Barstool’s transition is a part of the deal between Penn and ESPN. Penn Entertainment acquired Barstools in 2020 at $550 million, but it is set to be returned to the owner, Dave Portnoy. However, the return involved specific clauses to be followed. They include non-compete and restrictive covenants.
The details of the covenants aren’t entirely clear. Also, we are still determining if the clause will impede how Dave Portnoy will run the organization. Nonetheless, Penn Entertainment will receive 50% of the gross proceeds of any succeeding sales or monetization event by Barstools.
Jay Snowden said: “Barstool has been a great partner, and we are thankful to Dave Portnoy, [CEO] Erika Ayers, [media personality] Dan Katz, and their team for helping to rapidly scale our digital footprint across 16 jurisdictions in the US and introducing their audience to our retail and digital products.” Due to the divestiture that hit Barstools, they can return to their roots. The brand can provide authentic content to its devoted fans without restrictions on a publicly traded, licensed gaming company.
The move by ESPN is due to Disney chief Bob Iger’s reversal. For years, Bob Iger had viewed sports betting as too racy for the Disney family-friendly brand. In 2019, he made it clear that he wanted to avoid Disney getting involved. However, early this year, his moves made him more lax about it.
April 2023, Bob Iger told Times Magazine, “I was probably on the more conservative side about this for a long time. But I have changed because the acceptance of sports betting has grown significantly. ”
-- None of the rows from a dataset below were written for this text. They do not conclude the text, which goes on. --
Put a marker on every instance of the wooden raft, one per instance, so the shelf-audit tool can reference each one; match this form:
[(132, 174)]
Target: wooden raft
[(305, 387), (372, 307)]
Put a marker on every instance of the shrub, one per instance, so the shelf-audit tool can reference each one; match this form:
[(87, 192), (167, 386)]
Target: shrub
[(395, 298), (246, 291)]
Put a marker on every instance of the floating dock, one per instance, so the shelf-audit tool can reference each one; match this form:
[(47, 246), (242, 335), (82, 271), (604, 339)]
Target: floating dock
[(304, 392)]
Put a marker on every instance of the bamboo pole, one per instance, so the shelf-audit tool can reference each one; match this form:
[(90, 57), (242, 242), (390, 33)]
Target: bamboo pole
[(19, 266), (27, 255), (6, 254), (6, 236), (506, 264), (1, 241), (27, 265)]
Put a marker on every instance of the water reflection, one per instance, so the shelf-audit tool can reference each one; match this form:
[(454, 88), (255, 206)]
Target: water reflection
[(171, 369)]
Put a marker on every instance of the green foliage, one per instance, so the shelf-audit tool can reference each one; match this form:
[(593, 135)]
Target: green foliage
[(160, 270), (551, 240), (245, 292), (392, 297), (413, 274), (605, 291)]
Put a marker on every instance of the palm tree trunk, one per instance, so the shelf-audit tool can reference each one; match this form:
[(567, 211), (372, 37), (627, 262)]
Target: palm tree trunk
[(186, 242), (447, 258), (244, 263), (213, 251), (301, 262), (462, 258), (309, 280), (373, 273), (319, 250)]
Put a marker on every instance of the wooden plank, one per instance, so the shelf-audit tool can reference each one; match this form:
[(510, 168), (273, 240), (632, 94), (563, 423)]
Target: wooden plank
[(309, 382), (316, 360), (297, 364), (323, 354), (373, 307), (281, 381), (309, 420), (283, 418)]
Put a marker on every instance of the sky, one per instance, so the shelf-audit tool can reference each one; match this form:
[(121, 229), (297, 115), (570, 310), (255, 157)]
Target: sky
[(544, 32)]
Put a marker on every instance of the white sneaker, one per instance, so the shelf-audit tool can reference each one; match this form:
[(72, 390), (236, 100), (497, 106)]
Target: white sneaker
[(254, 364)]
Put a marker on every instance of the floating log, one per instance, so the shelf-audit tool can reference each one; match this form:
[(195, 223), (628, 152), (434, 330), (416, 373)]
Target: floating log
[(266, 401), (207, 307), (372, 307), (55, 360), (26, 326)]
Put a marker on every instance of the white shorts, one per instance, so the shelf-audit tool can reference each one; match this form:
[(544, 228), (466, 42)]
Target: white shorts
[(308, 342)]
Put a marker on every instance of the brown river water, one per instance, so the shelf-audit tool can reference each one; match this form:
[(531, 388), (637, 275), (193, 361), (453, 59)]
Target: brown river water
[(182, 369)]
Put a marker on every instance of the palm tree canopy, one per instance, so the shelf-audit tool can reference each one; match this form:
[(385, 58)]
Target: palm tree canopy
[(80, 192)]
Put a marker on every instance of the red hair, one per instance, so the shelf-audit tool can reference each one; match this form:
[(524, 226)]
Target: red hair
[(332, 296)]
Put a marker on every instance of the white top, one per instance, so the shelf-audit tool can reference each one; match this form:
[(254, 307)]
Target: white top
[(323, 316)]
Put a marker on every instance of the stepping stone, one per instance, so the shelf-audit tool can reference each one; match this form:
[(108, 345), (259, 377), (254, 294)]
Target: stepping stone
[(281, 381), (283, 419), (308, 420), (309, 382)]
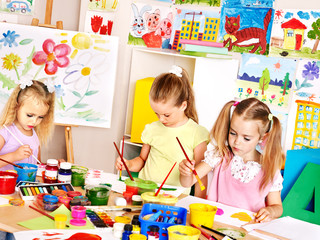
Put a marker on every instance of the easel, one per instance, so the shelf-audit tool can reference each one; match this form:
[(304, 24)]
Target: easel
[(47, 18), (59, 25)]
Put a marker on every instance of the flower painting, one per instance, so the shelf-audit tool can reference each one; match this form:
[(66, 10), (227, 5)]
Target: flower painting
[(79, 67), (265, 78)]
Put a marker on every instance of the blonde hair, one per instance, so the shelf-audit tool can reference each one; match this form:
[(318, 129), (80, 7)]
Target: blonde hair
[(39, 91), (252, 109), (169, 86)]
The partnership between Penn and ESPN was born from the dependence on betting products from ESPN viewers.
“We know [sports fans] want betting content and the ability to place bets with less friction from within our products,” Jimmy Pitaro, the chair of ESPN, said.
Undoubtedly, the move to give the viewers what they want will certainly breed a highly profitable future for both parties involved in the partnership. As the US states become more liberal towards sports betting, we can expect higher turn-ups and better results.
Just a few hours after the alliance between Penn and ESPN was announced, the shares of Penn rose by nearly 10 percent to $27.20. At the same time, Disney’s share entered $88!